Mohon tunggu...
Lia
Lia Mohon Tunggu... Lainnya - A Science and Pop Culture Enthusiast

Passionate on environment content, science, Korea and Japanese culture.

Selanjutnya

Tutup

Diary Pilihan

Malioboro Tak Seindah yang Kukira

14 Januari 2023   23:25 Diperbarui: 14 Januari 2023   23:29 658
+
Laporkan Konten
Laporkan Akun
Kompasiana adalah platform blog. Konten ini menjadi tanggung jawab bloger dan tidak mewakili pandangan redaksi Kompas.
Lihat foto
Bagikan ide kreativitasmu dalam bentuk konten di Kompasiana | Sumber gambar: Freepik

Sekitar 5 bulan lebih sudah saya menetap di sini, Yogyakarta atau kerap disapa Jogja. Kota yang katanya "Istimewa" dan memberikan kenangan manis bagi mereka yang merasakannya. 

Dari sekian tempat wisata di Jogja, siapa yang tak kenal Malioboro?

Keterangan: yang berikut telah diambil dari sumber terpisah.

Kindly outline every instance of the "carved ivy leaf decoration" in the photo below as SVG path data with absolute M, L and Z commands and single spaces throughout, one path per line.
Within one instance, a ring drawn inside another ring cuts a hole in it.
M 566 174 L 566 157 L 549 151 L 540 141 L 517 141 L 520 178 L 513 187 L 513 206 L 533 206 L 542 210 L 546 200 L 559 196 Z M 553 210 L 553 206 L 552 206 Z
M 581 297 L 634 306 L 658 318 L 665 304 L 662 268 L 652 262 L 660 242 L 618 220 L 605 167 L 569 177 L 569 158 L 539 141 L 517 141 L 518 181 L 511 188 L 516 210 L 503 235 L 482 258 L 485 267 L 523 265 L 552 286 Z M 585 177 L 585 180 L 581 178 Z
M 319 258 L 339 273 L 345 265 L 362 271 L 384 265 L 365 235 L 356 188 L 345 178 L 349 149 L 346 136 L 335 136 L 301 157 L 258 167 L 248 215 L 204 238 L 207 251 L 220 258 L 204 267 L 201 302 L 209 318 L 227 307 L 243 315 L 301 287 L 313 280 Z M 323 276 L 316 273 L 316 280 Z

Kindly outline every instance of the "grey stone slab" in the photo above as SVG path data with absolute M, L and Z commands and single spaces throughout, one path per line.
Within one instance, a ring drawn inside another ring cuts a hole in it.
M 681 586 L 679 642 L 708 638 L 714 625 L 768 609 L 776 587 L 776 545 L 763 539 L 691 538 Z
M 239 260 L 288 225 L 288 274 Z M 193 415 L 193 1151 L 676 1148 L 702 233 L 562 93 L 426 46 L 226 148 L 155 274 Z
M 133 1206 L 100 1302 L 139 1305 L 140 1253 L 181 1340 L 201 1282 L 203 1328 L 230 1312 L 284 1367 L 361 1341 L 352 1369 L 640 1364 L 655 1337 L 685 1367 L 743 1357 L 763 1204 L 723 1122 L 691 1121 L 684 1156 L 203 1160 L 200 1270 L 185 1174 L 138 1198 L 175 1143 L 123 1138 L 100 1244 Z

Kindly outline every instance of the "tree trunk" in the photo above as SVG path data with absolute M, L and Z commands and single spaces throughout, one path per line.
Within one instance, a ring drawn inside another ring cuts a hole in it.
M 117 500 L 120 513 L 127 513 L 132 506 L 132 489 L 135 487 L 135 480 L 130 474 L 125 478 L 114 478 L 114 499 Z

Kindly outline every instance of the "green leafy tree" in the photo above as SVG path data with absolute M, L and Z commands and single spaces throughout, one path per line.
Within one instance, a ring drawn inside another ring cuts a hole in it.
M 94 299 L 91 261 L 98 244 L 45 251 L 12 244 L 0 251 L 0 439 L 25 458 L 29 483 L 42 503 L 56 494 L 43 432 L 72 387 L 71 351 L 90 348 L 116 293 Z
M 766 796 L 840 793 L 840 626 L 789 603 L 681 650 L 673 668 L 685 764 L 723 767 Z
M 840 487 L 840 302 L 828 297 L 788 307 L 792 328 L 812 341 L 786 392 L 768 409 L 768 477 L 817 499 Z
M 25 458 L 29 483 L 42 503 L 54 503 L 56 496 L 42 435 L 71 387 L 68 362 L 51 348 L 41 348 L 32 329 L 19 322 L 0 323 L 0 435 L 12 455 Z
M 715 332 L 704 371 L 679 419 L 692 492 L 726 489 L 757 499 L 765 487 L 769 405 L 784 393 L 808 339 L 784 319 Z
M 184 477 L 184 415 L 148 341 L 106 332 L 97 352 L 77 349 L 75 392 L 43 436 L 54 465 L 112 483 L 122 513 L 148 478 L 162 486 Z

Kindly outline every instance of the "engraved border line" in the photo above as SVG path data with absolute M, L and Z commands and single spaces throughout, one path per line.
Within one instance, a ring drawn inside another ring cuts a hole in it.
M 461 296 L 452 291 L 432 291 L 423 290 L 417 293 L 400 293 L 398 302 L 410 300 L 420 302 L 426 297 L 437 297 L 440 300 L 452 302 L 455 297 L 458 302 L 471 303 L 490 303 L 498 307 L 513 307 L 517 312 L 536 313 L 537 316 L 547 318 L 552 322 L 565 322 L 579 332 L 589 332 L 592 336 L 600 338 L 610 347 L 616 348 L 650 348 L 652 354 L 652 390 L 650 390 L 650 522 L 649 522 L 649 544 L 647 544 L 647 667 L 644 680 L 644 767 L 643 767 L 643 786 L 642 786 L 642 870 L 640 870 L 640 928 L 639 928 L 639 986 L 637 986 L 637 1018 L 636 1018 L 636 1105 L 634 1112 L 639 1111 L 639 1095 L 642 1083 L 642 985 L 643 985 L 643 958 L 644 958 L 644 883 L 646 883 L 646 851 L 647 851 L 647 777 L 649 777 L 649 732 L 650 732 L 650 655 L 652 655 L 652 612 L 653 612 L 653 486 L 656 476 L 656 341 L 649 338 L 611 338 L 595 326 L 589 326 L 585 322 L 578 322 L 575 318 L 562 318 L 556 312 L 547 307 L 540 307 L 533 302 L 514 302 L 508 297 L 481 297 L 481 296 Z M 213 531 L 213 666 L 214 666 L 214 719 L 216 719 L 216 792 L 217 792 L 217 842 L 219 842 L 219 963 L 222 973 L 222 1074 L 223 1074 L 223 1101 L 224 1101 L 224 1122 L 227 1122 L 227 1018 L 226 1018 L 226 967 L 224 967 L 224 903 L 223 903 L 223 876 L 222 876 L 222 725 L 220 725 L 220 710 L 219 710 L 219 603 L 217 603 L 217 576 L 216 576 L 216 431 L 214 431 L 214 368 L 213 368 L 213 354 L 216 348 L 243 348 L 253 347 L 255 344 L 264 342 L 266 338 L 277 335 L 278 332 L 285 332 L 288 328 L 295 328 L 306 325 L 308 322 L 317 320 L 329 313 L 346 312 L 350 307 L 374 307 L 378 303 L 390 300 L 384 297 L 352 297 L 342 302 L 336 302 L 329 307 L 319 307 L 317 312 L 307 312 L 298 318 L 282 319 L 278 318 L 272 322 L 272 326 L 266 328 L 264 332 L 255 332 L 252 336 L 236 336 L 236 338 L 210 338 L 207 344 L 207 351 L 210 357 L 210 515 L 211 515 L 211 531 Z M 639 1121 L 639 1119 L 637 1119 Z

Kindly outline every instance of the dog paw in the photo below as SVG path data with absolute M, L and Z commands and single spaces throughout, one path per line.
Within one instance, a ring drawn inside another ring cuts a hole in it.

Jalan Malioboro, tempat yang pasti hampir dikunjungi semua turis khususnya lokal, termasuk saya. 

Sebagai pendatang di Jogja, saya memang begitu tertarik dengan pesona Malioboro. Namanya sering disebut tiap kali ada yang menyinggung soal Jogja. Ibaratnya, tidak lengkap rasanya kalo datang ke Jogja tanpa mampir ke Malioboro. 

Namun, di sanalah saya menemui angan-angan yang tak semanis kenangan atau ucapan orang-orang. Mohon jangan dihakimi dulu, saya hanya berpendapat dari perspektif lain. 

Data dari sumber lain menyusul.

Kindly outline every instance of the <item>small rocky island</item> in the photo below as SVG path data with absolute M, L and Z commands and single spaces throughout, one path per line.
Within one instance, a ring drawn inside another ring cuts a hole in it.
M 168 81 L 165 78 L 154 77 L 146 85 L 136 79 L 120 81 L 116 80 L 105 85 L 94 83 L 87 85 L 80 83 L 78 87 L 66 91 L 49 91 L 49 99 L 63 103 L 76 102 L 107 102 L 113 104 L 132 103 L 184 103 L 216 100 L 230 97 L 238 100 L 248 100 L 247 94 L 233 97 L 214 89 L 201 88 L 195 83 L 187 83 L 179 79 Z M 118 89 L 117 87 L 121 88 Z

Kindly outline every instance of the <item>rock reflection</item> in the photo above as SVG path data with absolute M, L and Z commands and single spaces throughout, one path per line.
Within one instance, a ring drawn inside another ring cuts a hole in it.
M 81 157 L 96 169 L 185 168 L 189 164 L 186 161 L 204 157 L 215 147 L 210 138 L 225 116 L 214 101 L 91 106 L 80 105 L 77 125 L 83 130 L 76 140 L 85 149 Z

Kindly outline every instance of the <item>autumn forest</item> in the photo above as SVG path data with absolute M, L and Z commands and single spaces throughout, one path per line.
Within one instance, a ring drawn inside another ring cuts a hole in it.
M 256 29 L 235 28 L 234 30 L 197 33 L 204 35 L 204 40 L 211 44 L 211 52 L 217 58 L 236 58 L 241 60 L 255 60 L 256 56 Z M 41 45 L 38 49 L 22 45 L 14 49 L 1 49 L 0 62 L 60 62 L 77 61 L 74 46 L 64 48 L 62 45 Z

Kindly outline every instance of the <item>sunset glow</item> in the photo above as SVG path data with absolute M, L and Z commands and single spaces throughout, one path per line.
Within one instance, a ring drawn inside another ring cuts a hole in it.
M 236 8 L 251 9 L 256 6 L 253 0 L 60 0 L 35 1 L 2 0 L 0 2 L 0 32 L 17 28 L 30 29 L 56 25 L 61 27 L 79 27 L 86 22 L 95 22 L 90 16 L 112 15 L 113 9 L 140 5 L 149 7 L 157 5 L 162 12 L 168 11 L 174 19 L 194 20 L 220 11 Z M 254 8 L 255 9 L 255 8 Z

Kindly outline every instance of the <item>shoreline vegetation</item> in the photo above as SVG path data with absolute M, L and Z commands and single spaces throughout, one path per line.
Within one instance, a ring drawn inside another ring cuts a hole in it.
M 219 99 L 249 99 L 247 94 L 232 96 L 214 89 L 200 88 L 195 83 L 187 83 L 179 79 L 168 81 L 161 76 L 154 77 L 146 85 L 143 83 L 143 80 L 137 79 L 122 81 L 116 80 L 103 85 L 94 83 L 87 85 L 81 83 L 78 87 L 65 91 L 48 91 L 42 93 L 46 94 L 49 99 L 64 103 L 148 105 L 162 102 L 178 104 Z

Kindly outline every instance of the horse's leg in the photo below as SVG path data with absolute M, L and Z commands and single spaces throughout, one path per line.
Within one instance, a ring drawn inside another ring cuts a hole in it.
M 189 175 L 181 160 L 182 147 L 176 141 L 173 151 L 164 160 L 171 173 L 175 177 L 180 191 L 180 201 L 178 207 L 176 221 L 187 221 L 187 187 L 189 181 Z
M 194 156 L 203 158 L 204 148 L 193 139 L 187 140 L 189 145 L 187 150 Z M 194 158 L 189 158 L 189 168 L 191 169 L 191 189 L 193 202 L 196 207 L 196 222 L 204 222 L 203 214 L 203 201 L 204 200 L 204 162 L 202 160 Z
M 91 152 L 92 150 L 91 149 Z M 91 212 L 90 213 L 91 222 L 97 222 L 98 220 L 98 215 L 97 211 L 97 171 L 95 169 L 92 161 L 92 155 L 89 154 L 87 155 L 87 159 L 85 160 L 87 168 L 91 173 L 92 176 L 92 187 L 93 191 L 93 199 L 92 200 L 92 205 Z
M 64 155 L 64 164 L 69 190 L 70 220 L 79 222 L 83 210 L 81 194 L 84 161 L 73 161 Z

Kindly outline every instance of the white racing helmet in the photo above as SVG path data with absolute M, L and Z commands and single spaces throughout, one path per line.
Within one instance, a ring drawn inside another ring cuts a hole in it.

Dari balik lensa dan media sosial, sudah wajar jika Malioboro tampak estetik dengan nuansa budaya Jawa yang kental. Sayangnya, kenyamanannya tak sebanding dengan keindahan yang dipamerkan. 

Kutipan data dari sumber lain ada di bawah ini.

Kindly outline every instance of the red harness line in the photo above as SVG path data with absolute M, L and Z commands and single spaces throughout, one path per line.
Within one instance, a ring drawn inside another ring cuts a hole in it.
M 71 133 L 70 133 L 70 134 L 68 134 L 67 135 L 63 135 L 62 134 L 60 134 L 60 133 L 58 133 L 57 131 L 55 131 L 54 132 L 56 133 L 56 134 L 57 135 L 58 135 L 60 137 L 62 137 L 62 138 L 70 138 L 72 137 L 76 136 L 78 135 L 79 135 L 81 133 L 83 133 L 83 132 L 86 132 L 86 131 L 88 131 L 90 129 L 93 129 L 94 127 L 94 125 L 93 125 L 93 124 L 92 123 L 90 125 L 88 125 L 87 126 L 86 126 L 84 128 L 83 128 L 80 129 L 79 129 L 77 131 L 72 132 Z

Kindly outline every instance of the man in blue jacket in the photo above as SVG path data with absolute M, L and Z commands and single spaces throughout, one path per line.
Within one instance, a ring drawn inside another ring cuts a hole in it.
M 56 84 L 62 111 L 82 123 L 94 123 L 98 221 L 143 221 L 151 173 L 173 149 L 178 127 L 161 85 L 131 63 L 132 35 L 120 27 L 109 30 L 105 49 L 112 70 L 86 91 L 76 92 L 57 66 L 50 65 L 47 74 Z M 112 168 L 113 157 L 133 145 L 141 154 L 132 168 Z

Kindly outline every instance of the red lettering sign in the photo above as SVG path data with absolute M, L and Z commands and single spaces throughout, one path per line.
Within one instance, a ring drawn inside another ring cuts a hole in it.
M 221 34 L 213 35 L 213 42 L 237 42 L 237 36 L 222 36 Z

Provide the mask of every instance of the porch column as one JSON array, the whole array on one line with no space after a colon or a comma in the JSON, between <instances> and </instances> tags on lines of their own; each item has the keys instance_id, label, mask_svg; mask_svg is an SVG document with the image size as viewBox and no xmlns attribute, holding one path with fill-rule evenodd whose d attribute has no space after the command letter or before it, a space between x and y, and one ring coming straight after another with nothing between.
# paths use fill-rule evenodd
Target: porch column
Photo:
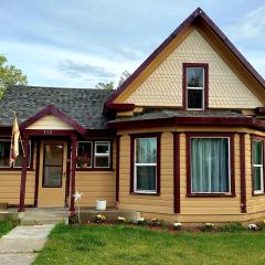
<instances>
[{"instance_id":1,"label":"porch column","mask_svg":"<svg viewBox=\"0 0 265 265\"><path fill-rule=\"evenodd\" d=\"M75 193L75 167L76 167L76 136L71 137L71 215L75 214L74 193Z\"/></svg>"},{"instance_id":2,"label":"porch column","mask_svg":"<svg viewBox=\"0 0 265 265\"><path fill-rule=\"evenodd\" d=\"M24 211L24 198L25 198L25 181L26 181L26 167L29 161L29 136L25 135L23 138L23 149L24 156L22 158L22 171L21 171L21 180L20 180L20 204L19 212Z\"/></svg>"}]
</instances>

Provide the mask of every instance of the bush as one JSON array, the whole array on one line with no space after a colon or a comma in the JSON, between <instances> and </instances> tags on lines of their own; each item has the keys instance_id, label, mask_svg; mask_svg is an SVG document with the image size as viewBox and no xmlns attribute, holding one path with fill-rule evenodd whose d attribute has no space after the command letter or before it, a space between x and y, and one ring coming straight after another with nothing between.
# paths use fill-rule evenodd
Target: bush
<instances>
[{"instance_id":1,"label":"bush","mask_svg":"<svg viewBox=\"0 0 265 265\"><path fill-rule=\"evenodd\" d=\"M219 232L240 232L244 231L245 227L242 223L226 223L224 225L218 226L216 231Z\"/></svg>"}]
</instances>

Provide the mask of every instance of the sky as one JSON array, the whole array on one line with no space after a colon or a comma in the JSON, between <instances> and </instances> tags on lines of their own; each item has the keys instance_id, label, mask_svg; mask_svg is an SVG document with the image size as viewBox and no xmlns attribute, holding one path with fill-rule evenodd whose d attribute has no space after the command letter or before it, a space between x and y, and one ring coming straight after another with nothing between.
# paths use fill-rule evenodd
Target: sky
<instances>
[{"instance_id":1,"label":"sky","mask_svg":"<svg viewBox=\"0 0 265 265\"><path fill-rule=\"evenodd\" d=\"M265 77L264 0L1 0L0 53L29 85L117 84L198 7Z\"/></svg>"}]
</instances>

Disclaimer dulu, biar orang nggak salah tanggap. Ini hanyalah sekilas pandangan saya dan tidak bermaksud melukai siapapun. Sebuah persepsi di mana ada keramaian, keasrian, perekonomian, dan hiburan yang menyatu tapi ada sudut-sudut lain yang terabaikan. 

Ketika melewati Malioboro, saya cukup kagum dengan deretan toko batik dan souvenir yang berjajar sepanjang jalan. Alunan musik jawa dan eksterior areanya juga serupa dengan budaya lokal. Tampak menenangkan dan estetik untuk dinikmati sejenak sambil menikmati langit Jogja. 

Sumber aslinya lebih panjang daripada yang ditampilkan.